Prior to the ER visit, the patient was healthy and active with no significant medical history. He’d had no shoulder trauma and there was no family history of any coagulopathies, venous thrombosis, or pulmonary embolism. He denied chest pain, shortness of breath, palpitations, and fever, and said that he did not smoke cigarettes or drink alcohol.

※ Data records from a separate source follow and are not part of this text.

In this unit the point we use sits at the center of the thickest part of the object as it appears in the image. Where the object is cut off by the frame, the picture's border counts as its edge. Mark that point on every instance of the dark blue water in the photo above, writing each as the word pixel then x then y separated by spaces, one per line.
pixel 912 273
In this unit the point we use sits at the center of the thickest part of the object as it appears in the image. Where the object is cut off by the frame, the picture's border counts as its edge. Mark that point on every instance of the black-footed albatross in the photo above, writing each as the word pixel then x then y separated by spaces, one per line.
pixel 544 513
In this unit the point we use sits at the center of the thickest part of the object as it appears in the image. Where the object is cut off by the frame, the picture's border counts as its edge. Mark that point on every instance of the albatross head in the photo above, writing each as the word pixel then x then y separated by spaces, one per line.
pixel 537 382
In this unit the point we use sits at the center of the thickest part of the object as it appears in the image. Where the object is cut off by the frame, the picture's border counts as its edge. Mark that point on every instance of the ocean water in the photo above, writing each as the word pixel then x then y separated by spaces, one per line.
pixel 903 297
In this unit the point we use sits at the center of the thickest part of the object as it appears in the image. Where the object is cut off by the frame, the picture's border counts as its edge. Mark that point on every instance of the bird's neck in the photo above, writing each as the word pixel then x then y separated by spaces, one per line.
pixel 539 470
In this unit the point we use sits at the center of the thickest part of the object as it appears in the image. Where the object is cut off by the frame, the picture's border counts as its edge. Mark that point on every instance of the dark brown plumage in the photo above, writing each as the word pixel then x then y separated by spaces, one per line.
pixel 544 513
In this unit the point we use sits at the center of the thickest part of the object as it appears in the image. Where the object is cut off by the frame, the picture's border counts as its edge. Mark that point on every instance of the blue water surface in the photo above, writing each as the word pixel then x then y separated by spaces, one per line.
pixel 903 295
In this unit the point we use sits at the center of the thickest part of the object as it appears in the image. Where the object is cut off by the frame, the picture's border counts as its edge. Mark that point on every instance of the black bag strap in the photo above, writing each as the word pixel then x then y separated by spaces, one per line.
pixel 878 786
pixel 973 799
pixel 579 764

On physical examination, his blood pressure was 118/70 mm Hg and his heart rate was 74 beats per minute. He had nonpitting edema and erythema of his right upper arm. His radial and brachial pulses were strong and equal in both arms. Assessment of neurologic and vascular integrity produced positive Wright’s and Adson’s tests, but a negative Halstead’s test. (For more on these tests, see: Wright’s test, Adson’s test, and Halstead’s test.) The circumference of the patient’s right upper arm was 2.5 cm greater than the left upper arm. The remainder of the physical exam was normal.
THE DIAGNOSIS
A duplex ultrasound of the right upper arm revealed an acute occlusive thrombus in the axillary vein. We started the patient on intravenous heparin. A venogram confirmed thrombosis of the axillary-subclavian vein (FIGURE 1A). Based on the patient’s clinical presentation and the results of the venogram, we diagnosed Paget-Schroetter syndrome. The venogram was followed by thrombolysis with alteplase (FIGURE 1B) and a balloon angioplasty (FIGURE 1C). One week later, a repeat venogram demonstrated partial removal of the thrombus and an area of compression on the inferior aspect of the subclavian vein due to a cervical band (FIGURE 1D).
DISCUSSION
Paget-Schroetter syndrome (PSS), or effort thrombosis of the upper extremities, is defined as spontaneous thrombus in the axillary and subclavian veins that occurs as a consequence of strenuous upper-extremity activity. It is a rare condition with an incidence of one to 2 cases per 100,000 people per year, and represents 1% to 4% of all cases of deep vein thrombosis (DVT).1
Spontaneous thrombosis of the upper extremities typically presents in young, otherwise healthy individuals. It has been described in athletes who are involved in ball games, games with rackets or clubs, aquatic sports, combatant sports, and in violin players.2 The repetitive movements used in these activities can lead to compression of the axillary and subclavian veins by hypertrophied muscles. Repetitive trauma causes intimal damage and thrombogenesis.3
PSS is characterized by the abrupt, spontaneous swelling of the entire arm, cyanosis, and pain that occurs with use or overhead positioning. Enlarged subcutaneous veins are present in the upper arm, around the shoulder, or in the upper anterior chest wall (Urschel’s sign). The classic presentation is acute onset of upper extremity pain and swelling in the dominant arm following a particularly strenuous activity.4 A low-grade fever, superficial thrombophlebitis, or neurologic symptoms may coexist. Certain provocative maneuvers can help reproduce the symptoms (TABLE 15,6). Complications of PSS include pulmonary embolism, postthrombotic syndrome (pain, heaviness, and swelling), and recurrent thrombosis.7
Contrast venography best shows the extent of thrombosis
Duplex ultrasound, with its high sensitivity and specificity, is the initial, noninvasive test of choice (TABLE 24,8-11). However, duplex ultrasound has a false-negative rate of 30% because it is highly technician-dependent and can be complicated by acoustic shadows from the clavicle or sternum.8
The most direct and definitive means to confirm the diagnosis of PSS is catheter-directed contrast venography.9 This method provides complete anatomic information regarding the site and extent of thrombosis, allows definitive evaluation of the collateral venous pathways, and is a necessary step toward the use of thrombolytic therapy. Contrast load, however, contraindicates the procedure in patients with renal failure and in those who are pregnant.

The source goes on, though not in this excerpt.